S5.3a Unraveling the genetic determinants of virulence in Cryptococcus neoformans

Abstract

S5.3 Cellular pleomorphism and fungal virulence, September 22, 2022, 3:00 PM - 4:30 PM Cryptococcus neoformans is a human pathogenic basidiomycete yeast that can cause cryptococcal meningitis (CM), predominantly in immunocompromised individuals. The patient outcome depends on both host and pathogen-specific factors, including C. neoformans genetics.
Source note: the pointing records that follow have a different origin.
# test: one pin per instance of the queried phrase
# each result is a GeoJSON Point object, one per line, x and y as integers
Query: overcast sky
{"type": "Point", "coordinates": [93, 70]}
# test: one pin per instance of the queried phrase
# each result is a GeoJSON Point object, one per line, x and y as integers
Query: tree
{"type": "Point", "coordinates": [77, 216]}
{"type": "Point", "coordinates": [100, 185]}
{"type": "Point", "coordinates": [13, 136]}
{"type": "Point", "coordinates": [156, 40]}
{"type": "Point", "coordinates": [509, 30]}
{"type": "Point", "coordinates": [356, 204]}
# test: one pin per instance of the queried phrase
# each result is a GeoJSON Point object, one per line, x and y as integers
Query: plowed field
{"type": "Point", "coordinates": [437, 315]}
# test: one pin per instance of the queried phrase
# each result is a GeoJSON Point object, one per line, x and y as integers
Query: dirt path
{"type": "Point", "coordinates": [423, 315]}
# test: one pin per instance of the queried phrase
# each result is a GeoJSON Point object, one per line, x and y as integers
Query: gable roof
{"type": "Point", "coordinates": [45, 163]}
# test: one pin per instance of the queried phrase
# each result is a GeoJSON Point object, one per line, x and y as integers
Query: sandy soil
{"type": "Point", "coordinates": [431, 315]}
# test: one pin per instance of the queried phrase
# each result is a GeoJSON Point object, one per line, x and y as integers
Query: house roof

A groundbreaking 2012 study was the first to show that patient outcome is associated with genetic differences between C. neoformans isolates. Subsequent population-wide sequencing studies have revealed over 100 sequence types (ST) of C. neoformans that are associated with both geographic location and clinical outcome. All these studies have been broad, examining the severity of disease cryptococcal phenotypes in a collection of highly diverse strains. We chose a narrow focus and collected various genotypic and phenotypic data from a single ST: ST93. ST93 is a common sequence type isolated from patients globally and is the most common clinical isolate found in the sub-Saharan African country of Uganda. Previously, we performed whole genome sequencing on 38 ST93 Ugandan clinical isolates. We identified 652 unique SNPs in this ST93 population compared to the H99 reference genome. We also showed that ST93 contained two subpopulations: ST9A and ST93B. In the current study, we further characterized the genotypic, phenotypic, and virulence differences between these 38 clinical isolates. Using Illumina sequence data, we identified a pattern of linkage disequilibrium that suggested that ST93A and ST93B are evolving separately. We performed long-read sequencing on each isolate to investigate chromosomal changes and large structural variations, allowing us to identify a chromosomal translocation event wherein parts of chromosome 11 had recombined with chromosome 3. Additionally, we characterized several in vitro phenotypes for each isolate and identified three distinct phenotypic clusters based on cell wall challenge and growth experiments. Next, we infected mice with 35 isolates and observed eight different disease manifestations, including isolates that caused non-CNS infections. Overall, by working within a single sequence type, we can gain a deeper understanding of how some small genetic changes can impact strain-specific phenotypes while others have no discernable effect. Eventually, these data can be used to provide valuable information about how each clinical isolate impacts patient outcomes.